SALEM, Ohio – How would you like it if the county commissioners came knocking at your door to say they were selling off your farm or home to build a new Wal-Mart?
Or, if they said most of your neighborhood would be razed and a car dealership would replace the ranches and saltbox homes that had been there for years?
The U.S. Supreme Courtrecently said it was OK for local governments to take homes, small businesses and churches to build something a little more economically beneficial.
But that decision didn’t sit well with many Ohioans.
Legislators jumped on the issue and Aug. 3 introduced legislation that might protect Ohioans from the most recent interpretation of eminent domain.
The concept. The power of eminent domain comes from the Fifth Amendment of the U.S. Constitution: ” … Private property [shall not] be taken for public use without just compensation.”
That power was typically held for projects like highways and sewer lines, things most Americans agreed were for the public good.
But some local governments pushed the definition to include any type of project that might be economically beneficial, not just for the good of the community.
Kelo case.

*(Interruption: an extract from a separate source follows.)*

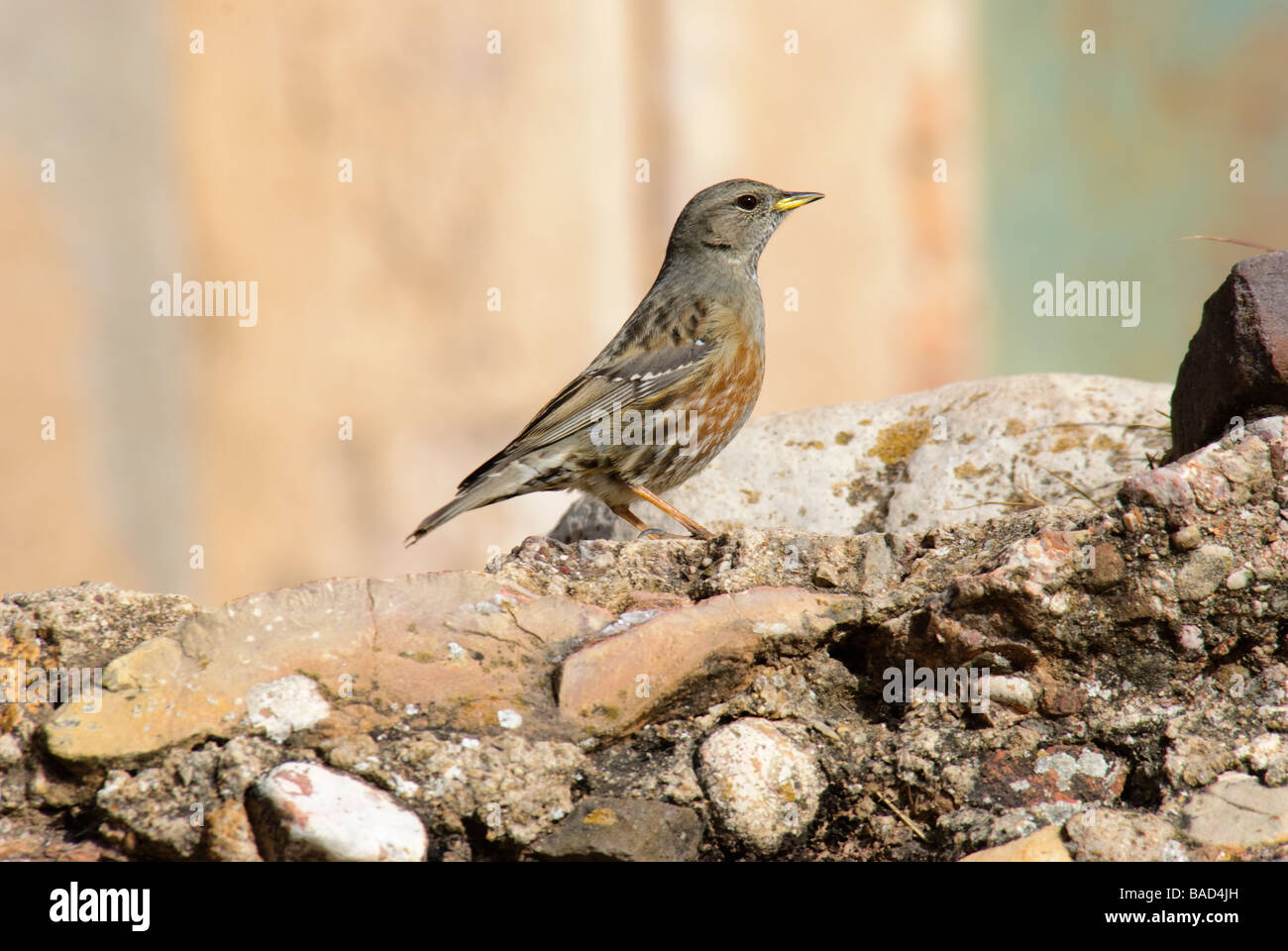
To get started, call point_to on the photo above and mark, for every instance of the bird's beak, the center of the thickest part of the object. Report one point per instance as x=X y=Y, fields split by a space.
x=795 y=200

A good example of the ‘new’ eminent domain is in New London, Conn. Susette Kelo’s home and her neighbors’ homes were condemned by the city of New London so developers can build luxury condos, a hotel, and office space.
Kelo’s case went all the way to the U.S. Supreme Court, which said in a 5-4 decision in June, “the city has carefully formulated a development plan that it believes will provide appreciable benefits to the community, including, but not limited to, new jobs and increased tax revenue.”
“Promoting economic development is a traditional and long accepted governmental function, and there is no principled way of distinguishing it from the other public purposes the court has recognized,” wrote Justice John Paul Stevens.
The majority court opinion also said, however, “there is no allegation that any of [the] properties is blighted or otherwise in poor condition; rather, they were condemned only because they happen to be located in the development area.”
Federal response. The decision sent landowners and lawmakers into a tizzy, prompting both the federal House and Senate to take action.
U.S. Rep. James Sensenbrenner Jr. of Wisconsin and U.S. Sen. John Cornyn of Texas penned bills to curb what they’re calling abuse of eminent domain.
Sensenbrenner introduced his bill July 1 and garnered the support of 126 other federal legislators, and Cornyn’s has 25 cosponsors.
Both bills are in committee.
Ohio’s John Boehner was one supporter. “The founding fathers fought a revolution against a government with unlimited authority to seize private property,” Boehner said.
“And yet that’s exactly what the Supreme Court’s handed us: a government that can take what it wants when it wants it. This bill is a step in the right direction in reclaiming property rights for Americans,” he said.
Georgia’s Rep. Phil Gingrey filed a related bill that would affect taxation on property seized by eminent domain.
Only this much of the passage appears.